The Owens interview became a turning point. She apologised on camera, called her previous conduct gross, and described Biden’s willingness to confront his past as a breath of fresh air in a political climate defined by evasion. Many of her followers — people who had spent years treating Biden as a symbol of Democratic corruption — responded with something approaching warmth.
On X, where he has been dubbed a “MAGA whisperer,” Biden has posted with the energy of someone who has discovered a new tool and intends to use it fully. He has tweeted more than 100 times in a single day. He dunks on critics, posts about recovery, shares takes on cryptocurrency and housing policy, and occasionally fires back at the former president: responding to Trump’s comments about his “checkered past,” Biden wrote that he was “28 felonies, 6 bankruptcies, and an Epstein bromance short of his checkered past.”
The post went everywhere.
Authenticity as strategy
Biden is clear-eyed about why this is working, and it has little to do with charm. The world has already seen him at his lowest — the photographs, the court documents, the texts where he called himself a “fucked up addict who can’t be trusted” — which means there is nothing left to protect and no incentive to perform. The absence of a carefully managed persona turns out to be one of the most effective personas available.

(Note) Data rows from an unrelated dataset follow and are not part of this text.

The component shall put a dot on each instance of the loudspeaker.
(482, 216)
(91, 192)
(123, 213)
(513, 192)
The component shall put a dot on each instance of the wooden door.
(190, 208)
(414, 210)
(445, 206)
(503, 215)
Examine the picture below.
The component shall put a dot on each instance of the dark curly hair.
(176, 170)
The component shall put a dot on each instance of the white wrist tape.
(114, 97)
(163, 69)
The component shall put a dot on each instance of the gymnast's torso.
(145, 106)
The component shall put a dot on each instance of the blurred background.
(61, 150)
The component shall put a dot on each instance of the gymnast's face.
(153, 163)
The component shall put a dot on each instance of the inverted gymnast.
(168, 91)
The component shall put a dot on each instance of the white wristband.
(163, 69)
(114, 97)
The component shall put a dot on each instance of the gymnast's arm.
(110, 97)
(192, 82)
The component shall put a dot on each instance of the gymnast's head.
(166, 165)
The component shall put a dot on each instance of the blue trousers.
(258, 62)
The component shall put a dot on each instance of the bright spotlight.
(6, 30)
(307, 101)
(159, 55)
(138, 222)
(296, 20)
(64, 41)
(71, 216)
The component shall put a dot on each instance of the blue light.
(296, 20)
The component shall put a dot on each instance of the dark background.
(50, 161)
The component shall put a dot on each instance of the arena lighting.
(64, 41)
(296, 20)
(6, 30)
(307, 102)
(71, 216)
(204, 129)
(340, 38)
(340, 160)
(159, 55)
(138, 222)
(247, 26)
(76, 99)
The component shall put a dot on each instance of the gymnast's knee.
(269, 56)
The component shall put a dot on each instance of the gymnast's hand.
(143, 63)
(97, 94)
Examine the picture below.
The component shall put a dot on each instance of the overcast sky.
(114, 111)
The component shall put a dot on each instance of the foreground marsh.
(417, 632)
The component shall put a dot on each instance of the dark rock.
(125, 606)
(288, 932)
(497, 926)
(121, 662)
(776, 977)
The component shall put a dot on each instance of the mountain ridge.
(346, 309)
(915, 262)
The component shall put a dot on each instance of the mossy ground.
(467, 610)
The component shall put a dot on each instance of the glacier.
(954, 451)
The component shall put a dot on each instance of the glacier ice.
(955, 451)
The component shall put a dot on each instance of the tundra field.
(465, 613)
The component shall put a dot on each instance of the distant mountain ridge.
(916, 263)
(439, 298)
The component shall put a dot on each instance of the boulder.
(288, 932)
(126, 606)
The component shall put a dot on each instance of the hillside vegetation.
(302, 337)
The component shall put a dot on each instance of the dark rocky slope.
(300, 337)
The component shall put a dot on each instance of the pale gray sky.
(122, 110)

“There is no moat between me and anyone,” he says, “because they know all my shit is out there.”
That transparency has particular resonance with the communities he is deliberately trying to reach. Channel 5’s audience — millions of young, anti-establishment viewers who distrust institutions — responded to Biden precisely because he did not sound like a politician. At live events across the country, fans pulled him aside to talk about their own addiction struggles. A Native American silversmith gave him a handmade necklace with a feather on it. He gave away the Dodgers hat off his head. He FaceTimed a stranger’s mother from the floor of a venue.
“Man, oh man,” he said afterward. “Did I feel the love of the fact that I was just like them.”
The political question nobody will stop asking
Biden insists, repeatedly and with apparent sincerity, that none of this is about political ambition. His stated priority is helping other addicts — a community, he notes, that crosses every political and economic boundary. He is advising a forthcoming foundation linked to a Los Angeles rehabilitation facility and plans to join its board. He says his Substack, where he will begin serialising a new book about the laptop scandal and the figures he alleges orchestrated it, is about telling his own story rather than building a platform.
But the line between personal reinvention and political positioning is difficult to maintain when you have 800,000 followers, viral moments every week, and a former president publicly questioning your electability. When Trump suggested at a press conference that Biden’s past made him unfit for office, Biden replied on X: “I am now” considering a run.
He later clarified it was a joke. Maybe.
When asked whether he would accept a role in a future Gavin Newsom administration, Biden did not hesitate. “Of course I would, 100 percent,” he said, reaching for the language of his recovery: “I would be so honored to be of service in that way.”
For now, the paintings continue. The posts keep coming. And an audience that was never supposed to exist — built from recovered addicts, former critics, MAGA-adjacent viewers, and people who simply find him compelling — keeps growing.
Whatever Hunter Biden is doing, he appears to have figured something out.